Weather Underground uses Linux clusters and low-cost bandwidth to keep from being pelted by traffic storms.

For storm chasers, the excitement is in facing Mother Nature's wrath and coming out unscathed. The paradigm is similar for the IT team at Weather Underground, a Web-based weather service that experiences internal storms whenever bad conditions hit. For example, the number of page views on Weather Underground topped more than 14 million - triple the average - on Aug. 29, the day Katrina hit New Orleans. With users requesting animated radar maps that can be as large as 800K bytes, bandwidth requirements surged to more than five times the average, says Chris Schwerzler, IT operations manager at the San Francisco company.

To survive such traffic storms, the IT team devised a flexible infrastructure that can scale easily and deliver cost-effective bandwidth-intensive data as needed. Computing clusters built out of low-end, Intel-based servers running Linux give the Weather Underground processing oomph, while connectivity from Cogent provides big bandwidth at reasonable cost. Without this infrastructure, Weather Underground would not be able to deliver high-quality weather content and still be profitable, Schwerzler says.

"It would be hard to advertise and break even for the cost of the bandwidth," he says.
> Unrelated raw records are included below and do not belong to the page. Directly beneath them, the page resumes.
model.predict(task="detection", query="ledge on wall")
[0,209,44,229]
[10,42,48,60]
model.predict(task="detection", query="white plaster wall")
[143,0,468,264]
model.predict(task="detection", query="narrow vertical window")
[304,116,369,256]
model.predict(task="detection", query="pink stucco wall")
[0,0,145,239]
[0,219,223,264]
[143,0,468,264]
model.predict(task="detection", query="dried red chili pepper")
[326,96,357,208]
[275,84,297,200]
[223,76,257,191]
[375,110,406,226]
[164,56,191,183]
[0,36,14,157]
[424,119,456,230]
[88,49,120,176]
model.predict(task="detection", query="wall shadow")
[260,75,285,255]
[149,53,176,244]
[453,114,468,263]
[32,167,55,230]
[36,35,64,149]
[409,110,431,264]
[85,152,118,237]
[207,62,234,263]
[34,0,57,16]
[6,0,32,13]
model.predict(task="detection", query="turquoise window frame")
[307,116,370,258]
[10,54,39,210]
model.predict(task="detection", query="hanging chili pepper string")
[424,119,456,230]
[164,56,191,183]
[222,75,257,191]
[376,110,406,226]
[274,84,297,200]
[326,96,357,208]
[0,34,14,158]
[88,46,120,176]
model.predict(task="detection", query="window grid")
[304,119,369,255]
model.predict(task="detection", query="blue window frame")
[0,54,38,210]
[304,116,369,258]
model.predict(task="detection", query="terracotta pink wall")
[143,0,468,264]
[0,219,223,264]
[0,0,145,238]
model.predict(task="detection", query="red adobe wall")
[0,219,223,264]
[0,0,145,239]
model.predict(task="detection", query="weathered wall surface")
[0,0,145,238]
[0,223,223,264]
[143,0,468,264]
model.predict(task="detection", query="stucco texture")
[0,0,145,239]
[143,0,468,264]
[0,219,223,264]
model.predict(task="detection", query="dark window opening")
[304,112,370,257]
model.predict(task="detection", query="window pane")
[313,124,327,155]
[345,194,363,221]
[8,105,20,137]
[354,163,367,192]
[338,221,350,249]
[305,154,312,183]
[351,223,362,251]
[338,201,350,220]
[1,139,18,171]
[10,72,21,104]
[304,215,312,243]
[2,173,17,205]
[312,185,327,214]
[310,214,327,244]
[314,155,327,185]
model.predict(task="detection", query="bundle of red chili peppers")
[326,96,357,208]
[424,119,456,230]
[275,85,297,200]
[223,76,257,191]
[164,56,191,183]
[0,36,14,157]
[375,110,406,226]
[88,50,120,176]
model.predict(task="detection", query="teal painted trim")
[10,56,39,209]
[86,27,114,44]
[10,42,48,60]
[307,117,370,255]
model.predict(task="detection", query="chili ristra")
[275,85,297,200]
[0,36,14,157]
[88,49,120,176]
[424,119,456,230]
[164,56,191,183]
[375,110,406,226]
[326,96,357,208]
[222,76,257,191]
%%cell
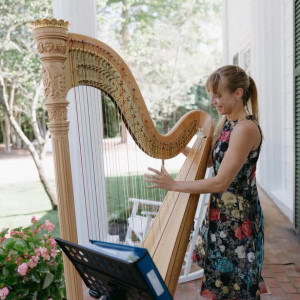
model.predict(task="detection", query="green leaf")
[31,291,38,300]
[30,270,41,283]
[5,275,18,286]
[28,242,35,249]
[42,273,54,289]
[35,262,50,273]
[2,266,10,277]
[54,263,64,281]
[0,254,7,262]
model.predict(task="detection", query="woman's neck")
[226,108,249,122]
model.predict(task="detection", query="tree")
[98,0,221,133]
[0,0,57,209]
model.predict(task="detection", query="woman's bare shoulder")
[232,119,262,150]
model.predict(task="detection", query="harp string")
[70,37,183,245]
[69,40,90,240]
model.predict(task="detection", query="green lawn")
[0,182,59,236]
[0,175,170,237]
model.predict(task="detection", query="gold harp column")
[31,19,83,300]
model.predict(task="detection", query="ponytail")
[245,76,259,123]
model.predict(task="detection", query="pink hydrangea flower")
[18,263,28,276]
[50,238,56,247]
[31,216,37,224]
[0,287,9,299]
[28,256,40,269]
[51,248,57,257]
[42,220,55,232]
[39,247,48,255]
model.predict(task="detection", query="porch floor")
[85,186,300,300]
[174,190,300,300]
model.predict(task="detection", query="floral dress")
[193,115,264,299]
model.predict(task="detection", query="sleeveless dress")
[193,115,264,299]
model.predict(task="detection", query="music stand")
[55,238,173,300]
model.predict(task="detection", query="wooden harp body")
[32,19,213,300]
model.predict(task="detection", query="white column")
[53,0,108,244]
[53,0,97,38]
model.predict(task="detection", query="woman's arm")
[145,120,261,194]
[181,146,191,156]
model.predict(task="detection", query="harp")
[31,19,213,300]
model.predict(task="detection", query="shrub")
[0,217,65,300]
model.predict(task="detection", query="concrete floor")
[174,190,300,300]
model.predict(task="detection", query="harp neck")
[33,20,211,159]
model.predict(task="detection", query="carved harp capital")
[30,19,69,134]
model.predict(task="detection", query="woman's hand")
[144,166,176,191]
[181,146,191,156]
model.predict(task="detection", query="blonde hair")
[205,65,259,146]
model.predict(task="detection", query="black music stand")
[56,238,173,300]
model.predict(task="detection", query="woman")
[145,65,263,299]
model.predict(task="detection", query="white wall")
[223,0,294,221]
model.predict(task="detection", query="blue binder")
[56,238,173,300]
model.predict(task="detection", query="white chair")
[125,198,162,245]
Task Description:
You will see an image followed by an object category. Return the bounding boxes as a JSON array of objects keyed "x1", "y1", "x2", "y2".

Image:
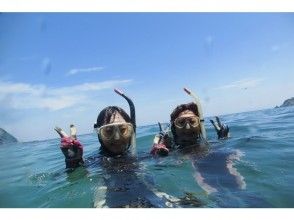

Weather Underground's efforts to create an inexpensive, scalable infrastructure to deliver weather data via the Web began in early 2000, coincident with a National Weather Service (NWS) policy change. Rather than restrict availability of that information to a few companies through private contracts, the NWS made the data widely accessible. "There was suddenly the availability of a lot of interesting radar data, and it was our project to develop an infrastructure that could scale and bring that data to a large number of end users," Schwerzler says.